Il y a sept ans, le 26 août 2014, marquait la fin de l’une des guerres menées par Israël contre Gaza, nommée par Israël "Opération Bordure protectrice". Cette attaque de 50 jours a laissé l’infrastructure de Gaza en ruine et plus de 2 100 Palestiniens tués.
La statistique qui peut difficilement échapper à la mémoire est le bilan de cette opération pour les enfants palestiniens : plus de 520 - près d’un quart de tous les Gazaouis tués - étaient des enfants de moins de 18 ans.
Vous vous souvenez peut-être même que quatre d’entre eux ont été tués par une frappe aérienne israélienne alors qu’ils jouaient sur la plage, en plein jour, littéralement devant les membres des médias internationaux. "Les soldats croyaient que les enfants étaient des combattants du Hamas", telle est la conclusion d’une armée qui enquête sur ses propres crimes.
Ces crimes sont à la fois consternants et peu surprenants. En Palestine, 38,4 % de la population sont des enfants âgés de 14 ans ou moins, un chiffre qui atteint plus de 40 % à Gaza. Toute attaque contre la population civile devient également une attaque contre les enfants. Certaines attaques, comme celles documentées et soumises à l’ONU par Defense for Children International Palestine, "suggèrent une prise pour cible directe [des enfants] par les forces israéliennes."
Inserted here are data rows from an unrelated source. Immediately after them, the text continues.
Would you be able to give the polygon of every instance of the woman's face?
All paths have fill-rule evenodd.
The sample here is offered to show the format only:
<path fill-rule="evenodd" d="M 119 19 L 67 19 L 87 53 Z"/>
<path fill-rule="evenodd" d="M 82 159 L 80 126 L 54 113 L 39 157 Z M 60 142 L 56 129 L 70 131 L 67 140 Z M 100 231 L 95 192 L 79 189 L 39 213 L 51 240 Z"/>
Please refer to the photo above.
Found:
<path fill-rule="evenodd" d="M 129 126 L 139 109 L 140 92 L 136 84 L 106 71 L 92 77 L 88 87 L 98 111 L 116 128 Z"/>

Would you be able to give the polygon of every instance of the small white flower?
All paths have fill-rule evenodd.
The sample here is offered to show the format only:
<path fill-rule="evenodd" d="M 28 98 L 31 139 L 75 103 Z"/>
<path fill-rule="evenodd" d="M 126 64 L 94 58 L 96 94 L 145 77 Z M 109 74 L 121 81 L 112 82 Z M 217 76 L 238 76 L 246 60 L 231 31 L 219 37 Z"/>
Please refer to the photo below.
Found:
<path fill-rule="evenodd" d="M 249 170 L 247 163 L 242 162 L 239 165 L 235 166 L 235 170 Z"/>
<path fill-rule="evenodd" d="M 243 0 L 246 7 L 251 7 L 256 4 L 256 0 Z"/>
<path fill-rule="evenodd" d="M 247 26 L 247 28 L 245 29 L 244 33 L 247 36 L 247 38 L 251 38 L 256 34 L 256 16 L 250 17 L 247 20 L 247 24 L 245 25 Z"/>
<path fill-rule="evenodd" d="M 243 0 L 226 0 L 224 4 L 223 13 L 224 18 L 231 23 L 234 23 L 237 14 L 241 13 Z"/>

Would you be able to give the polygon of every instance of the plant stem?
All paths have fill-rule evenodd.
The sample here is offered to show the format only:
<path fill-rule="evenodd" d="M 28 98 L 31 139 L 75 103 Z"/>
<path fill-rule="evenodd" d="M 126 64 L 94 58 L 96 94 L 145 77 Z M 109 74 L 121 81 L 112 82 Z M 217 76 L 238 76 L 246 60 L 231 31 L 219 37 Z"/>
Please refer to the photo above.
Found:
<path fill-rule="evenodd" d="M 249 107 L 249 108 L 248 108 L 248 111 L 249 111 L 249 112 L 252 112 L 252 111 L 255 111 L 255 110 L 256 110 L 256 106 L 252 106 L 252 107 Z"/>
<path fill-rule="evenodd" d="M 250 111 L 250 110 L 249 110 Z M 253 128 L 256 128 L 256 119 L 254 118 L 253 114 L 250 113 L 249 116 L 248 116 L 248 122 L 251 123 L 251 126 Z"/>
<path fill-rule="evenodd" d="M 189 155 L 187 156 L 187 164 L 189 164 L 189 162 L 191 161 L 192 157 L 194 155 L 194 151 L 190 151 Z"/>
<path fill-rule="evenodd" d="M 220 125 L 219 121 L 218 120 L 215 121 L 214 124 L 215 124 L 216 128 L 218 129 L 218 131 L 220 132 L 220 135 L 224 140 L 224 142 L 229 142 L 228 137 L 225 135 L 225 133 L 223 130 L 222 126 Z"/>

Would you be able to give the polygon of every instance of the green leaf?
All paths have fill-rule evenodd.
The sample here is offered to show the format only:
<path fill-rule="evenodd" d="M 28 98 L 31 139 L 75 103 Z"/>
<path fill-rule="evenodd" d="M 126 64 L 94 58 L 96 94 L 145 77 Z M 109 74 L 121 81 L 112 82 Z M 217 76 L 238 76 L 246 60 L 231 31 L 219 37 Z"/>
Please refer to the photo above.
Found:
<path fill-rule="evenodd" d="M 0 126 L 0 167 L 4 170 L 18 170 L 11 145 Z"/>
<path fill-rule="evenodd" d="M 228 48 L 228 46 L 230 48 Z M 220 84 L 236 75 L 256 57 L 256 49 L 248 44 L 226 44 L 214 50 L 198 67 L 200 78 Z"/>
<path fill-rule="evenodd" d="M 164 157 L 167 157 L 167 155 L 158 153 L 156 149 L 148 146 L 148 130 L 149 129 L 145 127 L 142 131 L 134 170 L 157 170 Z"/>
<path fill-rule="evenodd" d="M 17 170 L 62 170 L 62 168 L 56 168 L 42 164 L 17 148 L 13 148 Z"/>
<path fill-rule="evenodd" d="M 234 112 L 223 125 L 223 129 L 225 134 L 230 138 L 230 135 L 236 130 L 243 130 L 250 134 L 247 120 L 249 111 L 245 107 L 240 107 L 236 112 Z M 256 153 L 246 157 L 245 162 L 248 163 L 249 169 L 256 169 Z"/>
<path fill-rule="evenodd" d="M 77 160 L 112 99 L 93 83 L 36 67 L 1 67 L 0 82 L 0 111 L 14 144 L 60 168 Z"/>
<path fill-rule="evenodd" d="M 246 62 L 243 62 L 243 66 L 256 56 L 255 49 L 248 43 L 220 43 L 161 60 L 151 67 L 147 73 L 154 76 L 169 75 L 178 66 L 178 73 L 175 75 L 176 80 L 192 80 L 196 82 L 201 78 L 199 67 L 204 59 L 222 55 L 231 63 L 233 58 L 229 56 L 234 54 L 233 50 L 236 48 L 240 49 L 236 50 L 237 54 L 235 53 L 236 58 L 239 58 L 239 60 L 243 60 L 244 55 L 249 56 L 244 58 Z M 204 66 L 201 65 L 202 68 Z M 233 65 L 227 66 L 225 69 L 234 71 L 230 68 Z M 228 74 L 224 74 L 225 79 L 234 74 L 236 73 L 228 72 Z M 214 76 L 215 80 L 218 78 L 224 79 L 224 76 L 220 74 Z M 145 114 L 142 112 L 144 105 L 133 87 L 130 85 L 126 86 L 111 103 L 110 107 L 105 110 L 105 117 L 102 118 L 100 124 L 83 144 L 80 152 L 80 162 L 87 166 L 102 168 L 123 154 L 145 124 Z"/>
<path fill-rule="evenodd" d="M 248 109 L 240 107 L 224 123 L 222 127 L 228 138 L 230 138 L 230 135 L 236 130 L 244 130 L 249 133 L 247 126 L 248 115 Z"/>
Sept ans après Bordure protectrice, nous trouvons Gaza et ses enfants vivant dans des conditions encore plus désastreuses qu’auparavant. Le traumatisme infligé par les attaques d’Israël et par son siège total de la région se poursuit. En fait, il se déroule en ce moment même.
Destruction continue, traumatisme continu
Un garçon gazaoui de 13 ans touché à la tête par un sniper israélien : actuellement dans un état critique [ndlr il a succombé à ses blessures le 28/08], il fait partie des dizaines de manifestants blessés qui s’étaient rassemblés à la frontière entre Israël et Gaza le 21 août 2021.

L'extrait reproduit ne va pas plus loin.